The analysis reveals that the companies with the location abbreviation "CL" (potentially representing Chile) have the highest average salary among the various company locations in the dataset. This suggests that employees working in companies located in "CL" tend to earn a significantly higher average salary compared to other locations. The specific reasons behind this disparity would require further investigation, considering factors such as local economic conditions, industry specialization, and company size.

**Distribution of Salary by Experience Level**

In [None]:
ggplot(Dataset, aes(x=experience_level, y=scale(salary))) +
  geom_boxplot() +
  labs(title="Boxplot for the Salary basing on Experience Level", x='Experience Level', y='Salary') +
  theme_minimal()

In [None]:
ggplot(Dataset, aes(x=experience_level, y=salary_in_usd)) +
  geom_boxplot(fill="#1380A1") +
  labs(title="Distribution of Salary by Experience Level", x="Experience Level", y="Salary") +
  theme_minimal()

**Distribution of Salary by Employment Type**

In [None]:
ggplot(Dataset, aes(x=employment_type, y=salary_in_usd)) +
  geom_boxplot(fill="#ADD8E6") +
  labs(title="Distribution of Salary by Employment Type", x="Employment Type", y="Salary")

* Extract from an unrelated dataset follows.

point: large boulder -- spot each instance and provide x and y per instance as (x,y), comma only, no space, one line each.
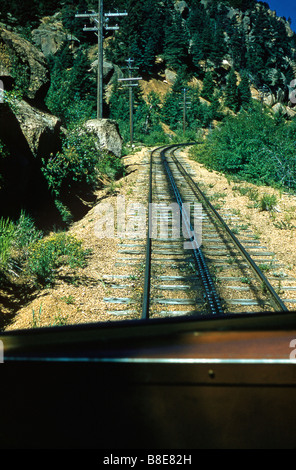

**Distribution of Salary**

In [None]:
hist_salary<-ggplot(Dataset, aes(x=salary)) +
  geom_histogram(binwidth = 10000, fill="#FF5733", color="#1380A1") +
  labs(title="Distribution of Salary", x="Salary", y="Frequency")
hist_salary

**Distribution of Salary in USD**

In [None]:
hist_salary_in_usd<-ggplot(Dataset, aes(x=salary_in_usd)) +
  geom_histogram(binwidth=10000, fill = "#FF5733", color = "#1380A1") +
  labs(title="Distribution of Salary in USD", x="Salary", y="Frequency")
hist_salary_in_usd

**Distribution of Remote Ratio**

In [None]:
hist_remote_ratio<-ggplot(Dataset, aes(x=remote_ratio)) +
  geom_histogram(binwidth=10, fill="#FF5733", color="#1380A1") +
  labs(title="Distribution of Remote Ratio", x="Remote Ratio", y="Frequency")
hist_remote_ratio

**Finding Relations**

In [None]:
#Correlation
norm_num_cols<-scale(num_cols)
correl_mat<-cor(norm_num_cols)
correl_mat

In [None]:
plot(x=Dataset$work_year, y=Dataset$salary, xlab="Work Year", ylab="Salary",
main="Relation B/W Work Year & Salary")

In [None]:
#Creating Scatter Plot
pairs(~work_year+salary+salary_in_usd+remote_ratio, data=num_cols,
main='Relations between the Data Science Salaries')

In [None]:
ggplot(Dataset, aes(x = salary, y = remote_ratio)) +
  geom_point(color = "#1380A1") +
  labs(title = "Salary vs. Remote Ratio", x = "Salary", y = "Remote Ratio") +
  theme_minimal()

**Salary V/S Salary in USD**

In [None]:
ggplot(Dataset, aes(x = salary, y = salary_in_usd)) +
  geom_point(color = "#1380A1") +
  labs(title = "Salary vs. Salary in USD", x = "Salary", y = "Salary in USD") +
  theme_minimal()

The scatter plot "Salary vs. Salary in USD" illustrates the relationship between the salary values and their corresponding salary amounts in USD for the dataset. Each point on the plot represents a data entry, with its horizontal position indicating the salary and its vertical position showing the corresponding salary in USD. The plot reveals a positive correlation between the two variables, as the points tend to form a rising trend from the lower left to the upper right. This suggests that higher salaries are generally associated with higher values in USD. The plot helps us understand how salaries are related to their equivalent values in USD, providing insights into potential patterns and trends within the dataset.